Published:  at  10:00 AM

A Customer Service Email Example

TL;DR

• Agent workflows inherit distributed systems problems — retries, failures, human approvals, long-running steps

• The Process Manager pattern from enterprise integration provides the mental model for stable agents

• Stability comes from explicit state, deterministic routing, idempotent execution, and schema guards — not better prompts

Agent workflows feel new, but the problems they face are not.

Retries, partial failures, human approvals, long-running steps, and external dependencies have existed for decades in enterprise systems. What has changed is that we now place probabilistic systems (LLMs) inside these workflows — which makes stability a first-order design concern.

To understand how to design stable agent workflows, it helps to revisit an older but extremely relevant integration pattern: the Process Manager.


What problem does the Process Manager solve?

The Process Manager pattern exists to coordinate multi-step business processes where:

  • Steps may not be strictly sequential
  • Routing decisions depend on intermediate results
  • Failures and retries are expected
  • The process must survive restarts

Rather than embedding orchestration logic inside each processing unit, a Process Manager:

  • Maintains explicit process state
  • Decides what happens next
  • Routes work to independent processing units
  • Resumes from where it left off

Crucially, it treats the process as a long-lived thing, not a request/response interaction.

This turns out to be exactly the mental model required for production agent systems.
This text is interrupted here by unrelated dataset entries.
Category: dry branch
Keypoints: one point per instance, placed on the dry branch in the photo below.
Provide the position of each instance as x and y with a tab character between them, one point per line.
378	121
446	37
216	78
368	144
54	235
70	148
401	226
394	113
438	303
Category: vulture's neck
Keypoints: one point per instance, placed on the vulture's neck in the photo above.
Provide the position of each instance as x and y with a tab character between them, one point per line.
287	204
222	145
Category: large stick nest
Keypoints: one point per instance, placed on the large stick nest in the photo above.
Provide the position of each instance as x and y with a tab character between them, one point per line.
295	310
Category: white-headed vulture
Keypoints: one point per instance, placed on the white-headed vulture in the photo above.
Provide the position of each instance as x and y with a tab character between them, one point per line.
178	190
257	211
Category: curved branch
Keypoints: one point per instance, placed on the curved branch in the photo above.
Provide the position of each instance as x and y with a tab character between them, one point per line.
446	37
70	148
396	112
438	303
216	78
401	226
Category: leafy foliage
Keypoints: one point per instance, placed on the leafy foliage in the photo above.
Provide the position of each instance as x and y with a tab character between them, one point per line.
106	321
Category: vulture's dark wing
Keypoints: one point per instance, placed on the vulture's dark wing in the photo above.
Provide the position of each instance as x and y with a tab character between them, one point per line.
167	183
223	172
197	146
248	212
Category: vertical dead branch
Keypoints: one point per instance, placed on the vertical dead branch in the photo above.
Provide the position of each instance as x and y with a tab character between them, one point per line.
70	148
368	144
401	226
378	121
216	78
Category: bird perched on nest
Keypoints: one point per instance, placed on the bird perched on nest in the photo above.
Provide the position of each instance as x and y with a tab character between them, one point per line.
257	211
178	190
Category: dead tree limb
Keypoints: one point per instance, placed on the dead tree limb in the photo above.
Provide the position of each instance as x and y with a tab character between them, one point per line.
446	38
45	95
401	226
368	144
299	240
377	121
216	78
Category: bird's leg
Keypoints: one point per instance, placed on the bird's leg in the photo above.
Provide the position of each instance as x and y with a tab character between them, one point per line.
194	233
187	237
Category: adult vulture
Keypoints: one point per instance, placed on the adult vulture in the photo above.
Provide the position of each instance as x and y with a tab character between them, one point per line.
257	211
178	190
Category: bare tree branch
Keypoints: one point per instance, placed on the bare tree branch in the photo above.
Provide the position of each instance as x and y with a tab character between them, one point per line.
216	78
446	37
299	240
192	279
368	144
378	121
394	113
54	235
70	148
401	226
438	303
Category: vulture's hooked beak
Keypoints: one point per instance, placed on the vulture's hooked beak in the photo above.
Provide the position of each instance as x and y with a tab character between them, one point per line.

From message orchestration to agent orchestration

Agent frameworks replace message handlers with nodes, and message headers with explicit state — but the underlying architectural challenge is the same:

How do we coordinate multiple steps safely when some steps involve unreliable systems, humans, and retries?

The answer is not “better prompts”. The answer is stability patterns.


Stability patterns for agent workflows

These patterns are not about intelligence — they are about survivability.

1. Explicit, durable state

All workflow progress lives in a persisted state object:

  • Inputs
  • Intermediate results
  • Decisions made
  • Completion flags

State is the contract. If the system restarts, state tells you exactly where you are.

This mirrors the Process Manager’s responsibility for tracking the sequence of steps.

2. Deterministic routing

Control flow is decided by explicit rules, not free-form model output.

Examples:

  • “Refund”, “complaint”, or “legal” → approval required
  • Everything else → automated path

LLMs may inform decisions, but they do not own control flow.

This prevents non-reproducible execution paths under retries and load.

3. Single-responsibility nodes

Each step does one thing only:

  • Classify
  • Fetch data
  • Draft response
  • Send email

No step secretly coordinates others.

This makes:

  • Retries safe
  • Failures isolated
  • Reasoning about behavior tractable

4. Idempotent execution

Every step must be safe to re-run.

Techniques:

  • Upserts instead of inserts
  • “Already completed” flags in state
  • External calls guarded by recorded outcomes

This is how you avoid double-sending emails when a workflow resumes.

Classic Process Manager systems rely on correlation IDs; agent systems rely on state checks.

5. Human-in-the-loop as a first-class pause

Human approval is not a special case — it is a pause in execution.

The workflow:

  • Records what it is waiting for
  • Stops executing
  • Resumes when input arrives

No polling loops. No blocked threads. No fragile callbacks.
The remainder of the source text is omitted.